民主党代表選で重要な争点となり、現下の政局でも焦点となっている3党合意について考察をしよう。代表選では、小沢派の支持を受けた海江田万里だけが、3党合意の白紙化に言及し、他の4候補と異なる立場を際立たせていた。また、マスコミがそれを捉え、海江田万里の政策姿勢を論外な異端として演出し、非難攻撃を集中させる報道工作に徹していた。他候補とマスコミの言い分は、公党間で取り決めた合意は、政権が変わっても順守されなければならないという「正論」であり、一般常識からすれば然りで、海江田万里の主張は不当な逸脱として映る。
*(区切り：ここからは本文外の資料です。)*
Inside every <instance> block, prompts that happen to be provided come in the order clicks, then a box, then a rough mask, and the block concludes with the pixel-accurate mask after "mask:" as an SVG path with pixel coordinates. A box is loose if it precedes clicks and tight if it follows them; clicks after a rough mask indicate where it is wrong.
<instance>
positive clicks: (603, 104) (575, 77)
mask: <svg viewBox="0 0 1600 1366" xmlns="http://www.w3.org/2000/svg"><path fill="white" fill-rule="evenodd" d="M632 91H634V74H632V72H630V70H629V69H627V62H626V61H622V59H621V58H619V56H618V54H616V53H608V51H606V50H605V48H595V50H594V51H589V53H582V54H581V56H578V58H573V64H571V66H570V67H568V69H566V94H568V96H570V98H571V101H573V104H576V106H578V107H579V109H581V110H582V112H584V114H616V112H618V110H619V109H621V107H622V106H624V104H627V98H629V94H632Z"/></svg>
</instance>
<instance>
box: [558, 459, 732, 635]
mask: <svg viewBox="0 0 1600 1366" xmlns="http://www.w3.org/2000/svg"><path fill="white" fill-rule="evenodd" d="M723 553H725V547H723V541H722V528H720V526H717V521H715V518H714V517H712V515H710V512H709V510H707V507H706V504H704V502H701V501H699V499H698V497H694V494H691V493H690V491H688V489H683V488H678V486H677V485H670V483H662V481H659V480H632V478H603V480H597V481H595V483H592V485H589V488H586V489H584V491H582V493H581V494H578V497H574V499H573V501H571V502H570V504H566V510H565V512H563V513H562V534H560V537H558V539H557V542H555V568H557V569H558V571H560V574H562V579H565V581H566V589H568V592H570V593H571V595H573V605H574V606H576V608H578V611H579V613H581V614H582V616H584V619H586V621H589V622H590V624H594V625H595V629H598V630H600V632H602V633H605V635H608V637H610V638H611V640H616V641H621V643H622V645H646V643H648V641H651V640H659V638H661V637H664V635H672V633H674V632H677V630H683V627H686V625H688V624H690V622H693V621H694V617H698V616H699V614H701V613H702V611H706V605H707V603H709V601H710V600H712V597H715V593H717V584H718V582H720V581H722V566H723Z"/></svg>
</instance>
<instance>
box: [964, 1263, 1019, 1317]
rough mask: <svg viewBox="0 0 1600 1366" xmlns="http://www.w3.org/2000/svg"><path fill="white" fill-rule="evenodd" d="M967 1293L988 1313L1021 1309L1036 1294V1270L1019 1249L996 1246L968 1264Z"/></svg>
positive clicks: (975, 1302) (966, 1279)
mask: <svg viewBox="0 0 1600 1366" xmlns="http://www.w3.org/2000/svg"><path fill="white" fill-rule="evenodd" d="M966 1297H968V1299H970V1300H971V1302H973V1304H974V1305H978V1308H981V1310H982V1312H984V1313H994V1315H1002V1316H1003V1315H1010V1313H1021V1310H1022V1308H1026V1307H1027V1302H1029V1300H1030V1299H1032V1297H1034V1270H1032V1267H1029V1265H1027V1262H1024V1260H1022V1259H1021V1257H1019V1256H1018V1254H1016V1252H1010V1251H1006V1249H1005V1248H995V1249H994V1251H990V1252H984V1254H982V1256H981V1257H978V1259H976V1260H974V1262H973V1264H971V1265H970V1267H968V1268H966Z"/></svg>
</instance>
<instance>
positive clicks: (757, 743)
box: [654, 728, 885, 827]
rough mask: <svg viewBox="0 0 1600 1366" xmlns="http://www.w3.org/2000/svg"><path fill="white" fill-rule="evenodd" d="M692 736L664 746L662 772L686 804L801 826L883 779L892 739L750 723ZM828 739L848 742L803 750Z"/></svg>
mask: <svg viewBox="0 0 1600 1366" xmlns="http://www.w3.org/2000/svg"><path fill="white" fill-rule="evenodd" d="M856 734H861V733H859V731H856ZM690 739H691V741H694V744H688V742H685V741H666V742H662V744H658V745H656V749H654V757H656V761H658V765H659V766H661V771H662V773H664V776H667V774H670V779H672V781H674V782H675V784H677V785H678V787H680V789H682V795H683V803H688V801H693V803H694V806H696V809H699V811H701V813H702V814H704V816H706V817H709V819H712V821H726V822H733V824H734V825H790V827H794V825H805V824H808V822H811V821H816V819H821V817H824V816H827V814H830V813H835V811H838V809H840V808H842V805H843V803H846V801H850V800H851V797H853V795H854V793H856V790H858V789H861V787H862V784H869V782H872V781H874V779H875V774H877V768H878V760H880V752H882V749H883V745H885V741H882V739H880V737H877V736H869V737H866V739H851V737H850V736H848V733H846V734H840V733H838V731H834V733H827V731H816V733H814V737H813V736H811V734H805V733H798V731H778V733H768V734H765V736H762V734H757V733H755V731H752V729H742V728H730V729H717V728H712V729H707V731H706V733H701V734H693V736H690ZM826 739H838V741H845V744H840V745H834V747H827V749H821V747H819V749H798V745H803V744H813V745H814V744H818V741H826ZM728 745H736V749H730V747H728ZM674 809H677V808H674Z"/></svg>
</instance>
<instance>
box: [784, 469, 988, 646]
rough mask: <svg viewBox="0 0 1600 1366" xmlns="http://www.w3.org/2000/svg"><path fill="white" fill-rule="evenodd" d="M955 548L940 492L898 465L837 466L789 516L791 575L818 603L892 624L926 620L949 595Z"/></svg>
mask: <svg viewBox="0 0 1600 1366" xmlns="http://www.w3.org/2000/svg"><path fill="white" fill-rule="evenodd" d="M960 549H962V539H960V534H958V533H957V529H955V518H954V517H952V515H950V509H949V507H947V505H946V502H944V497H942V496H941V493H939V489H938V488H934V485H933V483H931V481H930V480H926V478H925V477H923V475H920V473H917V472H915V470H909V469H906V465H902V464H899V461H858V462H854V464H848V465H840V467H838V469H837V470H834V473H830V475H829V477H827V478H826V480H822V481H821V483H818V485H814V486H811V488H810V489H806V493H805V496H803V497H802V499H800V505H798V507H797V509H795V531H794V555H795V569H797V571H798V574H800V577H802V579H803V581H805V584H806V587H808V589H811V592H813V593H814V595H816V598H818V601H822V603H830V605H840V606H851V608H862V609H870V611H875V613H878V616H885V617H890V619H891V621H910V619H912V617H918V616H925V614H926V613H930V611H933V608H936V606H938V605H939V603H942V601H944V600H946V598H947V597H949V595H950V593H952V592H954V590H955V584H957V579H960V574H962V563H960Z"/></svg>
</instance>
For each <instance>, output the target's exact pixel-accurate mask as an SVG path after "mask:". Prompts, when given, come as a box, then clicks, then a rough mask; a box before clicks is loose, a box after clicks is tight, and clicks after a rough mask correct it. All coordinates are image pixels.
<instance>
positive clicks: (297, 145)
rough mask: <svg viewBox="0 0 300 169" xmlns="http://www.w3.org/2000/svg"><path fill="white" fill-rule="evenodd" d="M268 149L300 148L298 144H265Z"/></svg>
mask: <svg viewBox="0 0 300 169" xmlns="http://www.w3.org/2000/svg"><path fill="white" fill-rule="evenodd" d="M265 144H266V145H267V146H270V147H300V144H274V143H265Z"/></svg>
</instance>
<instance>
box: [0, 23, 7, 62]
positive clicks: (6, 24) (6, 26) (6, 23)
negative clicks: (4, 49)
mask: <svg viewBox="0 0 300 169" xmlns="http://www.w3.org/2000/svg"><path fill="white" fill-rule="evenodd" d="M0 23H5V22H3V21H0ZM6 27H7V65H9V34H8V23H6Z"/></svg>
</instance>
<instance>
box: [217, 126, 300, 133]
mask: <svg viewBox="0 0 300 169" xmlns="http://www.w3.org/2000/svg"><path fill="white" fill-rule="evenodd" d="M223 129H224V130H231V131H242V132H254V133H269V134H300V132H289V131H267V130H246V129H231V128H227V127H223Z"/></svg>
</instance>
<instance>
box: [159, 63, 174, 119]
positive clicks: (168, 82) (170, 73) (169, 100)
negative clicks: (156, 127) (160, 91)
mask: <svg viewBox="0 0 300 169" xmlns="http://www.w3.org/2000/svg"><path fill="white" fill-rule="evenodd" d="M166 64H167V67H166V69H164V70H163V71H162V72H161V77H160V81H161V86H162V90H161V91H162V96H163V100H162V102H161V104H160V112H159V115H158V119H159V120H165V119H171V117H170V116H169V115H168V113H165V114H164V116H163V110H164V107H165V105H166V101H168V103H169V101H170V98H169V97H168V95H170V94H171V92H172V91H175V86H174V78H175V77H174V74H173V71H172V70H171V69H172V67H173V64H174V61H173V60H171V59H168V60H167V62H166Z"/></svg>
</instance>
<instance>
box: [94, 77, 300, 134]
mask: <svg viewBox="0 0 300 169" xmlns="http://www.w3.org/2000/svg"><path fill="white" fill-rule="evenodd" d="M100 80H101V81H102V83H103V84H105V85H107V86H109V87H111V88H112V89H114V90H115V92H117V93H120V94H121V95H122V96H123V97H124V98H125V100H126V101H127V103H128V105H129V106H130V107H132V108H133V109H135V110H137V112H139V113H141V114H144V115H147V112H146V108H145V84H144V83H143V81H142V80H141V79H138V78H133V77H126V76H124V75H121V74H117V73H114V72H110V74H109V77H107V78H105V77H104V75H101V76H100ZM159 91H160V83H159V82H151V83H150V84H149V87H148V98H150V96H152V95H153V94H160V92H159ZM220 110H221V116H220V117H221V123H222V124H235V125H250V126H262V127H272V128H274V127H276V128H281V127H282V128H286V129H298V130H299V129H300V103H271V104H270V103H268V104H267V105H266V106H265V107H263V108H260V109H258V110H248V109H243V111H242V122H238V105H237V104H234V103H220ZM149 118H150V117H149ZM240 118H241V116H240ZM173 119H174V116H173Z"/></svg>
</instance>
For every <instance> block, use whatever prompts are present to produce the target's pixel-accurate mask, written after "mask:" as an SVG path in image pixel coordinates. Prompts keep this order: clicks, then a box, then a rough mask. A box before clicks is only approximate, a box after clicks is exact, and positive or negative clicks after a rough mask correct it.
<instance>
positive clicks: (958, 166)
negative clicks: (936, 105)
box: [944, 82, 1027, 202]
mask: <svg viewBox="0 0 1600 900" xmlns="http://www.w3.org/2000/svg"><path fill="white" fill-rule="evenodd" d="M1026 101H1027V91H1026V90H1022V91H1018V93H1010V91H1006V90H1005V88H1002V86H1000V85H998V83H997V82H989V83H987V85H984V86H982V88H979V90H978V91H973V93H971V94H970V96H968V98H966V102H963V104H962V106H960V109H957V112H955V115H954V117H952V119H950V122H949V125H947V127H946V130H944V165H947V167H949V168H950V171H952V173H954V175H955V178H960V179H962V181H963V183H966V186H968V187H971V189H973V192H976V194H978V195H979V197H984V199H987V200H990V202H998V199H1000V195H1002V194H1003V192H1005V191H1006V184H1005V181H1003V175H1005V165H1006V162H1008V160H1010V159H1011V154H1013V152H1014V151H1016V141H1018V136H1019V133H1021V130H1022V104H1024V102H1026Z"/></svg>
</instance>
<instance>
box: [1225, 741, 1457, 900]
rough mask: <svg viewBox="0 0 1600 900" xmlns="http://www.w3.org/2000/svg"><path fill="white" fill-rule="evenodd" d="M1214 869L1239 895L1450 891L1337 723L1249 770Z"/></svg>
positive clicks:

マスコミは、増税問題に注目が集まると野田佳彦が突出して不利な状況になるため、投票前日の討論番組と翌日の
新聞紙面で、3党合意の対立面をクローズアップし、人々の関心を喚起させる作戦に出ていた。ディベートの場での一対多の数的不利があり、レフェリー(テレビ)もジャッジ(新聞)も中立でなく敵であり、短期決戦の短い論戦期間の制約があり、海江田万里はこの問題の
論争で劣勢に立ち、論点を深められず、説得的な切り返しを国民と党議員に示すことができなかった。果たして、3党合意は本当に順守されなくてはならないのだろうか。その正統性(Legitimacy)を検証したいが、それ以前に、3党合意とはそもそも何なのか、どれだけの国民が中身を正しく理解しているのだろうか。